As Halloween nears, the nation is begging for more variety in this seasonal playlist.
“If I have to hear Monster Mash one more time, I’ll scream,” shopper Marilyn Manson said. “Maybe screaming is what they’re after. It adds to the ambience. But I just can’t stand it anymore.”
A survey of online and store playlists reveals Manson is right, and these are the six songs being played over and over and over.
Flying Purple People Eater – This 1958 oddity from the McCarthy era needs to be retired, unless you have a sudden urge to do the Twist. (That’s a dance, youngsters)
Monster Mash – Bobby Pickets’ 1962 hit was added to everyone’s stack of 45’s with Flying Purple People Eater, thus creating the world’s first Halloween playlist. (And yes, I know that most of my readers are googling “What’s a 45?”)
Thriller – Only tolerable if you don’t picture Michael Jackson singing the song to kids.
Ghostbusters Theme – Ray Parker’s super simple movie song repeated “Who you gonna call?” over and over. Turns out Huey Lewis knew who to call; his lawyer. Parker ripped off Lewis’ song I Want A New Drug. (Listen to them back to back if you don’t believe me)
The Addams Family Theme – A catchy earworm, except for all the people who can’t snap their fingers in time. It’s just painful for us with perfect rhythm. How hard can snapping your fingers be? Q did it. Thanos did it. (Now half of you are googling “Who or what is Q.”)

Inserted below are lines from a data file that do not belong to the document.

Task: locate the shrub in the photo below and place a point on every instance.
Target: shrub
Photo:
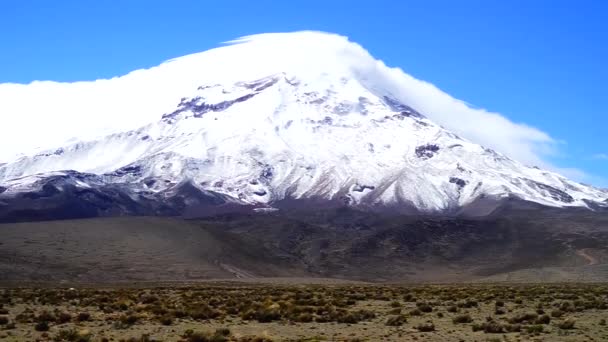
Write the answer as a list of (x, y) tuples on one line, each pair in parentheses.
[(45, 316), (72, 336), (452, 308), (395, 311), (566, 325), (489, 327), (220, 335), (426, 327), (424, 307), (464, 318), (524, 318), (83, 317), (166, 320), (42, 326), (396, 321), (63, 317), (499, 311), (534, 329), (415, 312), (544, 319)]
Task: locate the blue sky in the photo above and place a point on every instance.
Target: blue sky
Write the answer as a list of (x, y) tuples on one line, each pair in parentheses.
[(542, 63)]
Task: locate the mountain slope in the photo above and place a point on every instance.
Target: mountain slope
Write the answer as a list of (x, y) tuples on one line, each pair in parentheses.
[(317, 129)]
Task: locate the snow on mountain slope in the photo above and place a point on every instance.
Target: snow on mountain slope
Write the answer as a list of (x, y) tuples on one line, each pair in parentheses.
[(311, 126)]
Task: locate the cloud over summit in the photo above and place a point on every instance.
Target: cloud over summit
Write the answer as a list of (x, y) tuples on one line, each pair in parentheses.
[(45, 114)]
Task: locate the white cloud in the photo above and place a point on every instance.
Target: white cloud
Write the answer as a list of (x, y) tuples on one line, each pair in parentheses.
[(46, 114)]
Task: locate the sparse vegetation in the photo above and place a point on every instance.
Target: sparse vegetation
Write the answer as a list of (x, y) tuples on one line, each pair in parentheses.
[(104, 315)]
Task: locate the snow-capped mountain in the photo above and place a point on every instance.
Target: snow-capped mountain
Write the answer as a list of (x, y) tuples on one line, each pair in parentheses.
[(319, 129)]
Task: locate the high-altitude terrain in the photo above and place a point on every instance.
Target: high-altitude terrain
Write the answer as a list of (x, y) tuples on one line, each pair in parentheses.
[(291, 155), (270, 124), (224, 312)]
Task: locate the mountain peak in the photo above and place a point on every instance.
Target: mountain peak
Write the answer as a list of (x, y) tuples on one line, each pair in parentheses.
[(303, 116)]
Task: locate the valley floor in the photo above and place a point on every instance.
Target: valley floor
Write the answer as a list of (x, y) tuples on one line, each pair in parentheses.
[(322, 312)]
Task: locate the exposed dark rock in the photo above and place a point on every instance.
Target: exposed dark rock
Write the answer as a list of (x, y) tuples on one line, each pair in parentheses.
[(458, 181), (361, 188), (131, 170), (426, 151), (267, 173), (404, 110), (260, 193), (554, 193)]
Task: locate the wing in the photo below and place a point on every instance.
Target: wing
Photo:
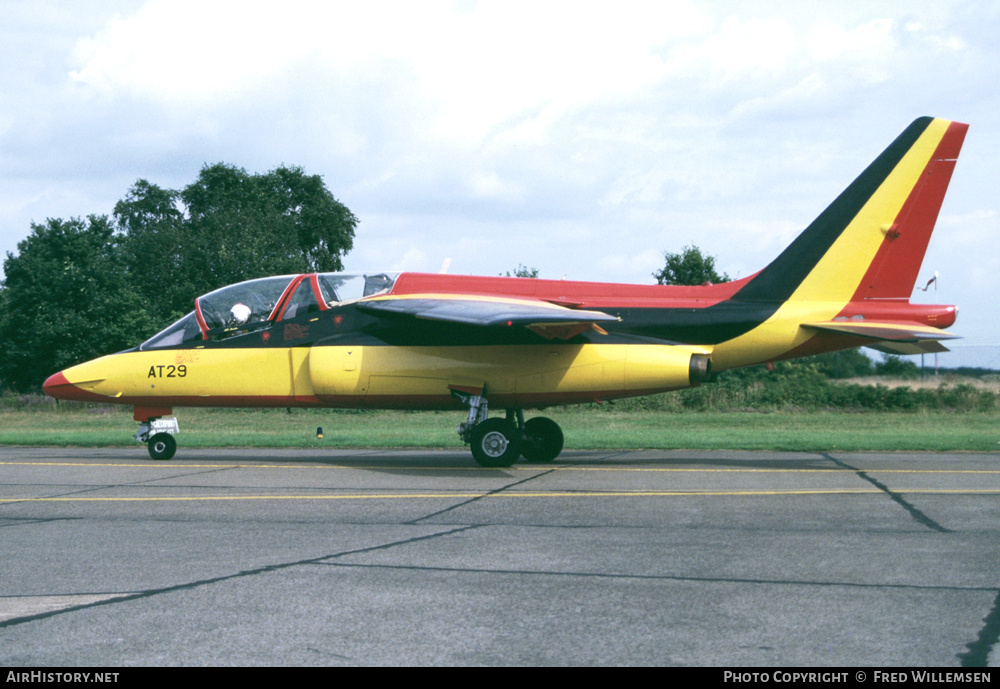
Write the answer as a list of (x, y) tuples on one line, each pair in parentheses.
[(548, 320), (888, 336)]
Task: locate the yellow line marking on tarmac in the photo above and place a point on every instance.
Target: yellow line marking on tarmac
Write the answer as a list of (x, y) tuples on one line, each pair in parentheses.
[(537, 467), (514, 494)]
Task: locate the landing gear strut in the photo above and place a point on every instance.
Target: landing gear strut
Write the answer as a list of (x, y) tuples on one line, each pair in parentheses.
[(498, 443), (158, 435)]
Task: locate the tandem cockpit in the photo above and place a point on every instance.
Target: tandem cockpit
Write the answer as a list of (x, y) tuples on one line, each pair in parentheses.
[(258, 304)]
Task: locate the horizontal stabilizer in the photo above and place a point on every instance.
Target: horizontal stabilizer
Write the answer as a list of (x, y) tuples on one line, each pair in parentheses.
[(897, 338), (906, 348), (548, 320)]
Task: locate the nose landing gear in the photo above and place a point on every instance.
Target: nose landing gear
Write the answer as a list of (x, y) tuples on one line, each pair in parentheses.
[(157, 432)]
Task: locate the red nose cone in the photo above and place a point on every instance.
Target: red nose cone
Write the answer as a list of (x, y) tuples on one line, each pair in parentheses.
[(59, 387), (53, 383)]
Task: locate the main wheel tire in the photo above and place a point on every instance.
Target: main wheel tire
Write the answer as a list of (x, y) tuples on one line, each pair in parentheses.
[(543, 440), (495, 443), (162, 446)]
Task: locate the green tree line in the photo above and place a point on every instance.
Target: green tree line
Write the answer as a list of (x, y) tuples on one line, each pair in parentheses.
[(83, 287)]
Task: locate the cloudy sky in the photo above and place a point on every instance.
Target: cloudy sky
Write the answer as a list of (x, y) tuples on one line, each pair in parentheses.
[(584, 139)]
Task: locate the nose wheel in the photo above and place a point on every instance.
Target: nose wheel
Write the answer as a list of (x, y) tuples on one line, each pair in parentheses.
[(158, 436)]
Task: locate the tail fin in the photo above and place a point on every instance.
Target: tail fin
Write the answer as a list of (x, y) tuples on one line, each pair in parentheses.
[(869, 243)]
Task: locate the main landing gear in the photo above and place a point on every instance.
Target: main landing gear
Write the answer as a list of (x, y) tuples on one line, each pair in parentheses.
[(501, 442)]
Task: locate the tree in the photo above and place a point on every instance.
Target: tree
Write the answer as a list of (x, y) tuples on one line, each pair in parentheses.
[(228, 226), (65, 301), (523, 272), (690, 267)]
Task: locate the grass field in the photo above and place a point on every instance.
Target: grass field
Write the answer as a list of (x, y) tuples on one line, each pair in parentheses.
[(584, 428)]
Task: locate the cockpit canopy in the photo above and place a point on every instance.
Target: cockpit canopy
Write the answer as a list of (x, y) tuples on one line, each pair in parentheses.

Time Warp – From the movie The Rocky Horror Picture Show. It’s also a dance, although the stupidest dance ever created. I am qualified to say this because I did the dance in a midnight showing along with an audience full of people dressed like characters in the movie. (Audience members also threw rice – see if your favorite A.I. can explain that reference).
According to Manson, there is one positive outcome of the Halloween short playlist.
“It almost makes me look forward to Mariah Carey to start singing All I want For Christmas Is You over and over. Almost.”